Calm Down Dear is the Camden People’s Theatre’s annual feminist theatre festival, now in its fourth year. The poster illustration of an apple’s cross section provides some yonic imagery, a reference to Eve and a sense of playfulness via the tagline promising to “destroy the patriarchy in three weeks flat – or your money back*” followed by the footnote, “*just kidding”. Having acknowledged that this this festival won’t fix the problem of global sexism by its close, each piece can focus on the more attainable goals of opening conversations, challenging spectator viewpoints, and hopefully sending their audience back into the world a little bit more aware than before.
Blush was presented as part of a double bill with The Absolute Truth About Absolutely Everything, and comes to London following a highly successful Edinburgh run. It appears to have lost none of its appeal in transition, bringing several audience members to their feet at the end. It’s an ambitious piece about revenge porn, Twitter misogyny, porn addiction, and the spread of images without consent. In short, it’s a show that questions what sexuality and gender means in a world where internet usage is widespread. The narratives of five individuals (three female, two male) are performed by Charlotte Josephine and Daniel Foxsmith, who include a handful of powerful dance and movement sequences.
The play opens with a surprisingly poetic description of a woman’s desire to gouge the eyes out of the 30,000 who watched the leaked sex tape of her sister. There is an electrifying element to the carefully sculpted language which remains throughout, right up until the subtle and heart-wrenching closing lines. Josephine, also the writer of Blush, has a talent for creating a compelling selection of different voices, which communicate themselves well to the audience.

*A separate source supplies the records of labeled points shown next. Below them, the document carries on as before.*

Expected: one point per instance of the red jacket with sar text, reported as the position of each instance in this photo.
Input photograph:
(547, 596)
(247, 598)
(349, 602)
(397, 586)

James Turner’s design is simple, but evocative. The placing of a large, red circle on the floor is not only a basic representation of a blush, but also carries connotations of the violence implicit in the sexual acts discussed. In the first speech, we are told about the desire to squish eyeballs under bare feet, and we notice that Holly Rose Henshaw’s costumes do not include shoes. The exposed skin forces the actors into increased physical contact with the big blush on the floor. A little detail, but one that makes the show somehow more charged, the action more visceral. The lighting, too, communicates much. As one character describes taking naked shot after naked shot of herself, bulbs flash brightly, dazzling the audience’s eyes and drawing us into the world of the addictive, self-affirming photo shoot.
Alongside the rage and horror, there is a lot of humour in Blush (the representation of Facebook likes and comments earns a lot of laughs, as does a piece on insincere sexting), leading to a balanced and very watchable show. It also shows how easily one can become entangled in this messy world – even if you wouldn’t organise a date off Twitter, it’s easy to imagine how just one Tweet could throw someone into a world of misogynistic abuse.
Blush has the potential to open up many discussions with a digital generation. It also demonstrates the power of issues-based theatre when done well, and has encouraged me to see more shows at Calm Down Dear. The patriarchy will not be smashed in 21 days but, if this piece is anything to go by, it might well be chipped away at.